J'étais Dora Suarez - Robin Cook (Derek Raymond).
Le
sous-titre de "J'étais Dora Suarez" est "Un roman en deuil." De fait,
c'est un roman épouvantable qui distille à chaque page la tristesse et
le désespoir.
Certes, ce n'est pas le premier roman,
noir ou pas, qui fonde son intrigue sur les abîmes que peut atteindre
l'instinct sexuel lorsqu'il ne trouve pas à se satisfaire. Ce n'est pas
non plus la première fois que le lecteur se trouve confronté à un
personnage de flic franc-tireur, qui hait sa hiérarchie mais que
celle-ci garde sous le coude parce qu'elle a besoin de lui pour
certains "coups durs."
Mais en parallèle, c'est un roman
noir complètement fantasmatique puisqu'on peut l'interpréter comme un
cauchemar poisseux de sang et de sperme, mais un cauchemar qui ne
pouvait naître que dans un cerveau masculin. Ecrit à la première
personne - ce qui, selon Maurice-Edgar Endrèbe, n'est pas toujours la
solution idéale pour éviter toutes les invraisemblances - le livre
conte en principe l'enquête menée par un officier de police britannique
qui, question caractère, mêle celui de Rick Hunter à celui d'un
Hiéronymus Bosch - une sorte de "Dirty Harry" en fait. Il traîne après
lui un passé familial assez lourd puisque sa femme, prise de folie, a
assassiné jadis leur petite fille de 8 ans.
Profileur
avant la mode, notre sergent se place alternativement dans la peau du
Tueur et dans la peau de l'une des victimes, Dora Suarez, chanteuse en
boîte de nuit et prostituée occasionnelle. (Comme il a découvert
l'espèce de journal intime de Dora, il en livre au lecteur de larges
extraits qui révèlent d'ailleurs une femme beaucoup plus fine et
beaucoup plus instruite que la prostituée traditionnelle.)
Le
flic tombe amoureux de sa victime - ce qui, là non plus, n'est pas très
nouveau. Et son désir de mettre le grappin sur l'assassin devient
obsessionnel.
Bien entendu, il finira par l'abattre dans une sorte de "duel" - là encore eastwoodien. Mais
l'une des choses les plus dérangeantes dans ce livre, c'est que le
lecteur aura hésité pendant toute sa durée entre l'horreur légitime que
lui inspire le meurtrier et une pitié qui fulgure çà et là avec une
confondante intensité. Car l'"entraînement" auquel se soumet le Tueur
après chaque crime a quelque chose de dantesque - et ne pourra que
faire grincer des dents masculines.
Dans cet univers de
rackett, de drogue et de prostitution, ce sont les hommes qui mènent le
jeu. Pour s'enrichir encore et encore ou alors pour assouvir leurs
besoins sexuels envers et contre tout, ils ne reculent devant rien. Et
Cook dépeint là-dedans une Dora Suarez qui symbolise toutes les femmes
obligées de subir ces violences. C'est dans le portrait qu'il nous
brosse du milieu interlope fréquenté par Dora qu'il est le plus juste :
si répugnantes que soient de telles pratiques, elles existent et n'ont
qu'une fin : le profit, la jouissance à tous prix.
Sous
l'ossature du roman noir, Cook tente de placer l'une de ces critiques
sociales qui lui étaient chères. On peut juger différemment du résultat
obtenu mais je ne crois pas que la générosité de l'auteur puisse être
mise en doute. Tout comme il sait, en posant son point final, qu'une
société qui n'exploitera plus les faibles (à commencer par les femmes)

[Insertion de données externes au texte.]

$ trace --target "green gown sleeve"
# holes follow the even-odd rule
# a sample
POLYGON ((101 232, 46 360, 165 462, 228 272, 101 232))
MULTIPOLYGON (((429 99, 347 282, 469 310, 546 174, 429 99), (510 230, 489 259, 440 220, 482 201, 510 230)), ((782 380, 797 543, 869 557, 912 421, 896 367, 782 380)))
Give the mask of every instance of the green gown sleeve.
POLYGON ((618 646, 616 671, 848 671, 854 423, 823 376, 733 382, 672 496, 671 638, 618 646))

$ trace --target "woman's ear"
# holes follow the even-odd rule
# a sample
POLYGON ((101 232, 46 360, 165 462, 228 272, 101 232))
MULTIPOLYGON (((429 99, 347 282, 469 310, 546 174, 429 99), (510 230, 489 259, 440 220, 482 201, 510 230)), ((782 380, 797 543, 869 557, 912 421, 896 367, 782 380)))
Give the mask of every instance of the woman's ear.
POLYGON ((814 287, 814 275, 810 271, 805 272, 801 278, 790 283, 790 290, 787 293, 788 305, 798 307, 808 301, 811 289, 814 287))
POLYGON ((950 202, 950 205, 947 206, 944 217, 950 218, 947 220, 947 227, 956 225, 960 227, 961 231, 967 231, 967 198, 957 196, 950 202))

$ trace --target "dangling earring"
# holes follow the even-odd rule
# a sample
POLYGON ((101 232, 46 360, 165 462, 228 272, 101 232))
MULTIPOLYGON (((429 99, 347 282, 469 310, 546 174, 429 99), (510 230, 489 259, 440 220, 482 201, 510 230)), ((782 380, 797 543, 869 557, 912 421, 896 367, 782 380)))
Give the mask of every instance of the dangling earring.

relève de l'utopie pure et simple. Ce qui le désespère, et son lecteur
avec.
A tort ou à raison, je crois qu'un homme et une
femme ne peuvent qu'avoir des visions différentes de ce roman. La femme
sera peut-être choquée et souffrira pour Dora mais elle ne sera guère
étonnée - à moins qu'elle ne soit très, très naïve. L'homme au
contraire sera choqué non par le sort imposé à Dora mais par le fait
que ce sort est l'accomplissement logique de l'instinct de puissance
masculine poussé jusqu'à son paroxysme. Que ce soit un homme qui
raconte l'histoire et qu'il prête sa voix aussi bien au Tueur qu'à sa
victime ajoute encore à l'effet de déstabilisation recherché par
l'auteur.
Je suppose que Cook a dû avoir beaucoup de mal à aller jusqu'au bout. Sa dédicace le laisse d'ailleurs entendre.